I just read a Denver news article about a woman who, in what they call a "road rage" incident, was charged with "child abuse" because she threw a cup of water at the other vehicle and some of the water hit a toddler in the back seat. Child abuse. I no longer understand the term "child abuse."
I began my non-understanding of the term in 2004 with a low-level criminal case against a mom who required her teenager to sleep out on the deck at their home during the Colorado summer on the front range (with sleeping bag and a lot of camping equipment) because he continually kept stealing from family members when they all slept and had been caught yet again after making all kinds of contracts and promises not to do it. She was charged with child abuse.

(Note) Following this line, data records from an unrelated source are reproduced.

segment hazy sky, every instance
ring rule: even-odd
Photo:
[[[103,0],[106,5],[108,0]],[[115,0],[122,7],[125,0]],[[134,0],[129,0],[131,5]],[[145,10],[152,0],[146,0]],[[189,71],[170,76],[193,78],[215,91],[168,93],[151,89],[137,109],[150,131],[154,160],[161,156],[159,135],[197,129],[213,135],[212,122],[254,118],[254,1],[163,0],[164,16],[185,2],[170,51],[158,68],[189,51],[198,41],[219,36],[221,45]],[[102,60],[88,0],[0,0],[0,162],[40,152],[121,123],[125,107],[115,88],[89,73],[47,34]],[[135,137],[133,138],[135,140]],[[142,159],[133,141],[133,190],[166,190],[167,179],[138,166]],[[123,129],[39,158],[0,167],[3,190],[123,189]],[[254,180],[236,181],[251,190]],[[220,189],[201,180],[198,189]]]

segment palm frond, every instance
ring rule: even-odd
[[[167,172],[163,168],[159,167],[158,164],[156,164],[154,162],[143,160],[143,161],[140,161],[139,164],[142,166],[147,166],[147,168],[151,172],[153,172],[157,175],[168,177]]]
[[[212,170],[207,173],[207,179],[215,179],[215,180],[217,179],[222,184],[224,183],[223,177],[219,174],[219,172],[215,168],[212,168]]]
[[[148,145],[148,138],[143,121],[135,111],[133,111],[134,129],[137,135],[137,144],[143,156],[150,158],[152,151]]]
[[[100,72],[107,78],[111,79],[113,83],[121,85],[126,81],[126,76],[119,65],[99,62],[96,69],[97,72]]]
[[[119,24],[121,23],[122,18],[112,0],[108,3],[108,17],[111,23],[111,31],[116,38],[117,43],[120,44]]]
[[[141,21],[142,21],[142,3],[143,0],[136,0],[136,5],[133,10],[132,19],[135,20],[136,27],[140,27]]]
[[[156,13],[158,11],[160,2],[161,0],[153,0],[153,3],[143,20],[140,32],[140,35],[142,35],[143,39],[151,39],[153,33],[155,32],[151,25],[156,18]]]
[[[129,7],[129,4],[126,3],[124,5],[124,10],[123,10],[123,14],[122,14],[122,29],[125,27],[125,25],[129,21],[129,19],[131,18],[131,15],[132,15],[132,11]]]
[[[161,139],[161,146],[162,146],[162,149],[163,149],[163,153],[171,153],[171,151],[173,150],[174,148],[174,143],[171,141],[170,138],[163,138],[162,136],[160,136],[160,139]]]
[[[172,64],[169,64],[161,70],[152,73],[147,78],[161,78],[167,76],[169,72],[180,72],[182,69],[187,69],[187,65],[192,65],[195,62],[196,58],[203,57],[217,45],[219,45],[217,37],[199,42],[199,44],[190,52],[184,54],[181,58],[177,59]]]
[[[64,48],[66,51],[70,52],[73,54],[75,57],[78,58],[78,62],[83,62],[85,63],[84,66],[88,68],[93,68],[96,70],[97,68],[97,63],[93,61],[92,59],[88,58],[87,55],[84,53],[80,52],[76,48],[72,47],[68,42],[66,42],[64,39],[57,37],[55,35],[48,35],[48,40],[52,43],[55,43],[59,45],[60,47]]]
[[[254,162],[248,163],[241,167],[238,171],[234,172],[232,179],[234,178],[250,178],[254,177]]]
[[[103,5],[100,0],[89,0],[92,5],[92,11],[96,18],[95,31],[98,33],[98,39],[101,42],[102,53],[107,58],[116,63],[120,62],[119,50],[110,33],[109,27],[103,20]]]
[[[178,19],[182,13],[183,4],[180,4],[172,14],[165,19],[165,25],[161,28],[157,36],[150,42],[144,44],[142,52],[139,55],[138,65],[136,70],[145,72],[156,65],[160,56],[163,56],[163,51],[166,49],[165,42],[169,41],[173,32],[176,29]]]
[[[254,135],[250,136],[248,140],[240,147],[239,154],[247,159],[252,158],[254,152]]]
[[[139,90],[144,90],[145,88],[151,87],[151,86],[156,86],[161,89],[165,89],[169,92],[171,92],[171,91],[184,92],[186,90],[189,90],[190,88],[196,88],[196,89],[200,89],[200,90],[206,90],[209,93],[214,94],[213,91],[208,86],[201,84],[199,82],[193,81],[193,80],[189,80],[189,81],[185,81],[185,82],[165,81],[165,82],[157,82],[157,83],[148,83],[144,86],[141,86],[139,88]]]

Shortly thereafter, I learned that if a driver is cited with a DUI (Drinking Under the Influence), and the driver has a child or children in the car, then the driver will also receive a charge of "child abuse" for each of the children in the car. I think of my dad all those years ago, requiring us to get in that huge brown Chevy sedan to go get ice cream while he was so drunk that he passed out at the wheel while driving. The house was on a hill above a park, with no walls to stop a drop down the hill. Sometimes my drunk stepmother was there to correct things....and sometimes we had to do it from the back seat. I am fairly certain this was the beginning of my ulcers forming. As we kids got older, we developed all sorts of coping skills, including learning to drive at absurdly young ages, to endure the ice cream adventures from the hill house driveway and still love dad. Was he a "child abuser" in my mind? No. Was he stupid? Probably. Was I stupid for getting in the car? Yep. But him a "child abuser"? I'm not there yet.
The jury eventually came back with a not guilty verdict in the case of the mom, but not before a LOT of confusing testimony that painted this mother as a religious nut and terrorist parent. This 15 year old boy had a long history of increasingly serious missteps with authority and the law, but of course most of that information is not generally allowed into evidence in a trial for various important reasons. Certainly the prosecution did not want that information to be let in because then the jury would also get to hear all of the measures this mom (and her subsequent new husband) had gone to help the son.
Nonetheless, this mom agonized through this trial, suffering all kinds of what I would call systemic bullying..... and all because she was desperate to find a solution to her son's bad behaviors. Various expensive therapists had not helped. Threats of jail to the son had not helped. Various programs in the community had not helped. The mom had been cited for allowing her son to be truant from school. Family and intervention therapies had not helped. She had gone the next step when no community resources could help....she acted in what I was taught in the 80's was called "tough love." You act badly, you get the consequences of those bad actions. In this case, he kept stealing inside the house. He was not allowed in the house. Pay no mind that there was nowhere left for him to go. No community programs wanted him. He was incorrigible. Look that $10 word up.
And so somewhere along the line, our civil, proscriptive society decided she was a child abuser and she had to go on trial for it.
Yeah, so that is why I am confused about that term. Apparently bad parenting or failed parenting or desperate parenting is child abuse. Apparently parenting and guiding a strong-willed child who ends up making bad decisions in his teen development necessarily means YOU the parent are an abuser of children. Watch out for how you raise your children.
Balance people; we need a little balance.